Mr Charles Buabin, Tema Regional Director of the Ghana Tourism Authority has expressed high expectations for the significant growth of domestic tourism in the country amidst the COVID-19 pandemic which had affected the industry negatively.
He said the impact of COVID-19 on tourism was expected to cost the global economy US$4 trillion while drastically reducing jobs and employment numbers, domestic and foreign tourists’ receipts, and revenue mobilisation for Gross Domestic Product (GDP) growth.
The Regional Director was speaking in an interview with the Ghana News Agency in Tema ahead of World Tourism Day slated for September 27 on the theme: “Tourism for Inclusive Growth”.
Mr Buabin said, the Ghanaian destination raked in US$3.3 billion with a total of 1.3 million tourists’ arrivals by the end of 2019 and the COVID-19 pandemic had reduced the gains made by two/thirds in 2020 and depressed the tourism value chain indicators.

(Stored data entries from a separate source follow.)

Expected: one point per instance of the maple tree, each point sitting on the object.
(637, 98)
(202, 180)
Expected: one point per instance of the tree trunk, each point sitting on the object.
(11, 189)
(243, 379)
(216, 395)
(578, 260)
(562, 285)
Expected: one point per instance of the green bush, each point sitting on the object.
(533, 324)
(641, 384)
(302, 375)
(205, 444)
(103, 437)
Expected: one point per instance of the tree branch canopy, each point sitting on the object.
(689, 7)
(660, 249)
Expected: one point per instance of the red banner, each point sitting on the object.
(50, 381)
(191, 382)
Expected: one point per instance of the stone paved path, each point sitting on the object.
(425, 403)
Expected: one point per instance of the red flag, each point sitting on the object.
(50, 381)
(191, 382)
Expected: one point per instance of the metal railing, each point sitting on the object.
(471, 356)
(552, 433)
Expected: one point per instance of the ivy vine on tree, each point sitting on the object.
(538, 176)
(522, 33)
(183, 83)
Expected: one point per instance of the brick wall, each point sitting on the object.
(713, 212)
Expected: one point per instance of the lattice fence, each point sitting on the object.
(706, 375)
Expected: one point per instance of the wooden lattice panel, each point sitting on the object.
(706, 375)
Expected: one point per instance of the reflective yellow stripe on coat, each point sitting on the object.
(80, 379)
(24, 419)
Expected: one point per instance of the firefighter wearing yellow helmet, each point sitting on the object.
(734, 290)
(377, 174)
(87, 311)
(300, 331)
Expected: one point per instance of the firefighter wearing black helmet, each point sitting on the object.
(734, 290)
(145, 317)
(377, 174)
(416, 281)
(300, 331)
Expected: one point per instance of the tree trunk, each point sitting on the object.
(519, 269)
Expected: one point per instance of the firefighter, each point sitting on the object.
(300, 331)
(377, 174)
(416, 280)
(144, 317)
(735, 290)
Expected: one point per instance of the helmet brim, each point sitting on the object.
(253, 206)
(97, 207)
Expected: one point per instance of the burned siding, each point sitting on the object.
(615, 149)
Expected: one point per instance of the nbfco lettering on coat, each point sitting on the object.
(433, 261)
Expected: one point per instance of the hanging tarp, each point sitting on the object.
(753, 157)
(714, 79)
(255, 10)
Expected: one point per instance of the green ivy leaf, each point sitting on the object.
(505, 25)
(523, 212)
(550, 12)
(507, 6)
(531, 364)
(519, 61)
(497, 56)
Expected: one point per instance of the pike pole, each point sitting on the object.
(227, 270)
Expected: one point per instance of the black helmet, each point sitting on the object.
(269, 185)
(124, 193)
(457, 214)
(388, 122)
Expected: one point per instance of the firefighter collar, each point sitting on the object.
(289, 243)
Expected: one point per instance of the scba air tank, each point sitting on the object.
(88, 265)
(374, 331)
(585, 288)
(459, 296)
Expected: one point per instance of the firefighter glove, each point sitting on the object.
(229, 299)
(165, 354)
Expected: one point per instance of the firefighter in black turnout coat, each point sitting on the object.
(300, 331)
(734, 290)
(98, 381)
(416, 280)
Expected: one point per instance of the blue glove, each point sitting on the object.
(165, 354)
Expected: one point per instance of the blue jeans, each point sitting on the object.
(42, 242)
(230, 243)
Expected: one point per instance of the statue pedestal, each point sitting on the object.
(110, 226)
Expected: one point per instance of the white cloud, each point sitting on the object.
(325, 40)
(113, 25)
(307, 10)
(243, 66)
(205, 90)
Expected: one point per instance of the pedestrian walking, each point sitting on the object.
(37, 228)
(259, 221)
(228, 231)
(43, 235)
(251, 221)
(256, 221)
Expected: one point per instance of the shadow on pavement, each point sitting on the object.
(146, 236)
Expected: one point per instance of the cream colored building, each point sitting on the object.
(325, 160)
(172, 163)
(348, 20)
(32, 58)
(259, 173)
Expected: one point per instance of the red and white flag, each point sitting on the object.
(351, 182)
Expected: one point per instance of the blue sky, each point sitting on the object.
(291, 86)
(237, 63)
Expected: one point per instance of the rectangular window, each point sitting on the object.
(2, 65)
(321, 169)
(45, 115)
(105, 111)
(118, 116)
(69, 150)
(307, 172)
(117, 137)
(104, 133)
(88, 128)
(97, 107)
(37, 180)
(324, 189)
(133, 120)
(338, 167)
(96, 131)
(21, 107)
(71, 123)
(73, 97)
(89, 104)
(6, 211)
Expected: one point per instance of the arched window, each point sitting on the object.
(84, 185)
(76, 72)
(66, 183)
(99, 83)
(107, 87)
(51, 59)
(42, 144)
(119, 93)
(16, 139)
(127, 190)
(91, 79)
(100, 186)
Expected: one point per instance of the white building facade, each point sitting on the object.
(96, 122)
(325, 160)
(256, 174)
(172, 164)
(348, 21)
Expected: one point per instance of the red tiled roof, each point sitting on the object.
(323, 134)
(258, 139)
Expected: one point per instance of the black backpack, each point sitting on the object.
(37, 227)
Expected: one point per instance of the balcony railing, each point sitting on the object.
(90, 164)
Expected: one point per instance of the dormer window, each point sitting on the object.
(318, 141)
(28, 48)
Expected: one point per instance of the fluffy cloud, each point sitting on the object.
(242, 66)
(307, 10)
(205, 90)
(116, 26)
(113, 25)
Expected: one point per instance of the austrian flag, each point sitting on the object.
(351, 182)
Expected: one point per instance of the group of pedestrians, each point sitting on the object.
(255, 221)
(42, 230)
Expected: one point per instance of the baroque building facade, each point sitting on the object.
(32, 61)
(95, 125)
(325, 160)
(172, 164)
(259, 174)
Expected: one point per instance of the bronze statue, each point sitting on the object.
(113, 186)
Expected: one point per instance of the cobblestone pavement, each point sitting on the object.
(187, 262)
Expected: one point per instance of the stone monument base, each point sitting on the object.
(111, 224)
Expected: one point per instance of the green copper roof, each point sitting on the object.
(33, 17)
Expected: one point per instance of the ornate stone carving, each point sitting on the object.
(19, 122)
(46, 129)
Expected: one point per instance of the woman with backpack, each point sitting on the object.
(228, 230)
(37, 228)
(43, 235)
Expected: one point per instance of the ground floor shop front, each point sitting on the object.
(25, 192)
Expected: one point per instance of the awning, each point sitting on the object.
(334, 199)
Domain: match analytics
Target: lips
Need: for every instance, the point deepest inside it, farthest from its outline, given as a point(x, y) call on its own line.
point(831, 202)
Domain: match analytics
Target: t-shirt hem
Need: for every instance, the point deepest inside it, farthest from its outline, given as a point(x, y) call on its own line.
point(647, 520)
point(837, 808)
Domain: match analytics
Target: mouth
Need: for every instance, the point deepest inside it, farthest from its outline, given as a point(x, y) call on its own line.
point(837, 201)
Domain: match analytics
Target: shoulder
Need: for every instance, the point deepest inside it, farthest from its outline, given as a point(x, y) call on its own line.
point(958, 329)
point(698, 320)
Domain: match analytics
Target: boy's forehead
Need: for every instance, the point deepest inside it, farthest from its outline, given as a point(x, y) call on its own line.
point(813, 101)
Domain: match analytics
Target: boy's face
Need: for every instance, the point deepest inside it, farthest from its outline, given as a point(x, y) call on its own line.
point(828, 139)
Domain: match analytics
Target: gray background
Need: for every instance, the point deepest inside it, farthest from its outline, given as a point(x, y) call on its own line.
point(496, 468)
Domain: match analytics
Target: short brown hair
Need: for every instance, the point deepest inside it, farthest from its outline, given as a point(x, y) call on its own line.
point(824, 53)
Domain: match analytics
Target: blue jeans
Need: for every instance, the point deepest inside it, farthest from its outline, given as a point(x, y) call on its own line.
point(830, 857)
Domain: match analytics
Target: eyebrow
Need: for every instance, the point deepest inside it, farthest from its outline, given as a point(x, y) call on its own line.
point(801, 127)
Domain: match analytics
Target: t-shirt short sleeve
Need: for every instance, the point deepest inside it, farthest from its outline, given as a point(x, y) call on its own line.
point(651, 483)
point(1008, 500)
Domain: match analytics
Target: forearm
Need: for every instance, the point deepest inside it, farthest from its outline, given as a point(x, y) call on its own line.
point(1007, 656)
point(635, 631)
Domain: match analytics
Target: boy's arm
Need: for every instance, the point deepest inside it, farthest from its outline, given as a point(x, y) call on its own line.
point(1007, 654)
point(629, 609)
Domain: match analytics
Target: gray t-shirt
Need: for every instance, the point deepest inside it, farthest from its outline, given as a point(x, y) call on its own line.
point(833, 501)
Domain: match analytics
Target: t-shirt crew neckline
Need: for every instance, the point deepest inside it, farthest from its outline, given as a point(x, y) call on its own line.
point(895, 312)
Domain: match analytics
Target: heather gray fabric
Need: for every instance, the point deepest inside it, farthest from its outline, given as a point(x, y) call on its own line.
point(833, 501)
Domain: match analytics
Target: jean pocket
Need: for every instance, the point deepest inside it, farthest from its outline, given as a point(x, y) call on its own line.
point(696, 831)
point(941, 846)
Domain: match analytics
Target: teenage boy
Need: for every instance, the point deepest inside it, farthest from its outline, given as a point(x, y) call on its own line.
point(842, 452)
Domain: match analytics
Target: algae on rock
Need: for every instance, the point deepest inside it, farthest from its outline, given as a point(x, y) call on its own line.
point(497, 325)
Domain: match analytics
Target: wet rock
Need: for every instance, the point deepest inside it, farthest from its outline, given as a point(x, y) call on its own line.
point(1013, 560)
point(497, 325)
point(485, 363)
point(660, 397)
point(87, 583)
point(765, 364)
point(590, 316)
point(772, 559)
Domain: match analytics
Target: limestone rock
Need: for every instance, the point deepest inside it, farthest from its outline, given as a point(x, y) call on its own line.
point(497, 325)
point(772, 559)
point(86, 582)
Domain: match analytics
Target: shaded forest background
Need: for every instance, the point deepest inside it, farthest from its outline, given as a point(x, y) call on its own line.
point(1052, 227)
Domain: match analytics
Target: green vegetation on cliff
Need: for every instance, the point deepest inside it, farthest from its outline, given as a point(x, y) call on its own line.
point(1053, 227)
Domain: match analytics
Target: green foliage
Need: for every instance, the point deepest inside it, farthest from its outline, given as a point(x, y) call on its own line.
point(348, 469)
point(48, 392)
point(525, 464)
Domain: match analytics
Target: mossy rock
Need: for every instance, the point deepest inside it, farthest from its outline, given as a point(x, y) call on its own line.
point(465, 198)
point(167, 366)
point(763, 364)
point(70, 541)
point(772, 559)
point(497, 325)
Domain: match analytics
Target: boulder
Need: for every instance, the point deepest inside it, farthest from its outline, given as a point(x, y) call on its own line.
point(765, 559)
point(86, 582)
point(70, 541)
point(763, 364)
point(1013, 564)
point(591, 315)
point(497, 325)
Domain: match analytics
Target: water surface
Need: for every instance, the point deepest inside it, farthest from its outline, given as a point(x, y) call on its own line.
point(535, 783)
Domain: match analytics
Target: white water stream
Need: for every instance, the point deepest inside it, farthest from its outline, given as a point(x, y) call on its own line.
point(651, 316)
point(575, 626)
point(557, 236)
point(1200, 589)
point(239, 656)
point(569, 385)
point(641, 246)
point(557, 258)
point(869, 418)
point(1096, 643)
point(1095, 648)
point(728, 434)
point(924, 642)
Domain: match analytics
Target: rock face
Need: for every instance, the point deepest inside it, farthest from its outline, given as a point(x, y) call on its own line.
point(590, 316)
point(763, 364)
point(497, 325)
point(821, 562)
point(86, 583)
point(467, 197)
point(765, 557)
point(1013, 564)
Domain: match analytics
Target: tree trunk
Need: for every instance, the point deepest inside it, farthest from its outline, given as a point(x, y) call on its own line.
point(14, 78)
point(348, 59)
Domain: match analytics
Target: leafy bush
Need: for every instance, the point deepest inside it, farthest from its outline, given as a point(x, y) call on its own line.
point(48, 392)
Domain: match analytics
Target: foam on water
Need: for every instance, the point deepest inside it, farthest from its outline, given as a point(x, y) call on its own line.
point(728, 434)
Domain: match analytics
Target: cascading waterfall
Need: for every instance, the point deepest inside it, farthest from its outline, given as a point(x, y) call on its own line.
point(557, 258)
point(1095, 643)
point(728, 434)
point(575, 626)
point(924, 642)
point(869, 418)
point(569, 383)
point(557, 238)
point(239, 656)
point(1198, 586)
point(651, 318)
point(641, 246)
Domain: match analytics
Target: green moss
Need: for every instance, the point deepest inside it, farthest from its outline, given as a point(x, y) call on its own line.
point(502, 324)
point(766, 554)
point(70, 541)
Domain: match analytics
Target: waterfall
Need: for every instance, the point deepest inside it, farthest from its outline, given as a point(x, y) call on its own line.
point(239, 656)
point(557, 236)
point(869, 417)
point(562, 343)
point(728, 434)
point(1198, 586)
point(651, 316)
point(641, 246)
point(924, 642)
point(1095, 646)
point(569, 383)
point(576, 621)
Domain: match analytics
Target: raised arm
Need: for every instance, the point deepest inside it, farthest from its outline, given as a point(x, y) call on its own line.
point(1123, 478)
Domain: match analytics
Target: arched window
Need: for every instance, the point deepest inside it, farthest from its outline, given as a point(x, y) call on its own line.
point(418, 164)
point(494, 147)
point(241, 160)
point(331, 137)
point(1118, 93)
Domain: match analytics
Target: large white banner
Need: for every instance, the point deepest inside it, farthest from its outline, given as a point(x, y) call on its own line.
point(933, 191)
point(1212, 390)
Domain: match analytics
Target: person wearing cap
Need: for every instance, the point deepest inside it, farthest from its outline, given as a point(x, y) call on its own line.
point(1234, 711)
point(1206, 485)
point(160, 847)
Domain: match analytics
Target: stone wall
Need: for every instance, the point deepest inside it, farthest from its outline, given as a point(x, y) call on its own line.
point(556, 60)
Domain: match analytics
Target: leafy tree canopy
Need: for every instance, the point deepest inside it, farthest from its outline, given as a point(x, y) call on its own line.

In spite of that, he said changing the fortunes in the tourism sector was critical than ever before since the gains of the Travel and Tourism enterprise have been eroded by COVID-29 just within a year.
Thus, he said the tourism inclusive growth agenda, as proposed by the Tourism, Arts and Culture Ministry, was relevant and meaningful in getting the industry back on track.
He said for Ghana to recover from the pandemic shocks, there was the need to increase domestic vaccination drive and to vaccinate two/thirds of the Ghanaian population for the development of “herd” immunity.
The Regional Director said since the Travel and Tourism industry could not return to pre-COVID-19 arrival levels until 2023 or later according to expert projections, domestic and regional tourism drive presented the only opportunity and a magic wand to revolutionize and increase visitor numbers at Ghanaian attractions.
Mr Buabin said though domestic tourism statistics dropped from about 600,000 visitors in 2019 to about 200,000 in 2020, the expectations, depending on the current enthusiasm of Ghanaians to visit their country’s tourist sites, were that general visitations would increase to reduce the gap created by global travel restrictions.
He said: “The Tourism industry with its pro-poor characterization ensures income redistribution for inclusive growth.”
He explained that the unique capability could be enhanced through collective participation in tourism investment and financing to improve the resilience of the sector and take everyone on board.
He added that training for informal tourism practitioners was necessary for inclusive growth since service delivery was largely provided by the tourism private sector.
Mr Buabin said as a marketing and promotional tool and policy measure to revitalize the Ghanaian destination, the launch of the campaign – “Experience Ghana, Share Ghana” in June this year by the Minister of Tourism, Arts and Culture, was a commendable initiative.
“It is to build on the current ‘See, Eat, Wear, and Feel Ghana’ and is intended to accelerate the pace of tourism through a renewed focus on domestic visitations by the people living in Ghana,” he said.
He said the introduction of a City Bus Tour in Accra and Kumasi is meant to revive interest in domestic tourism.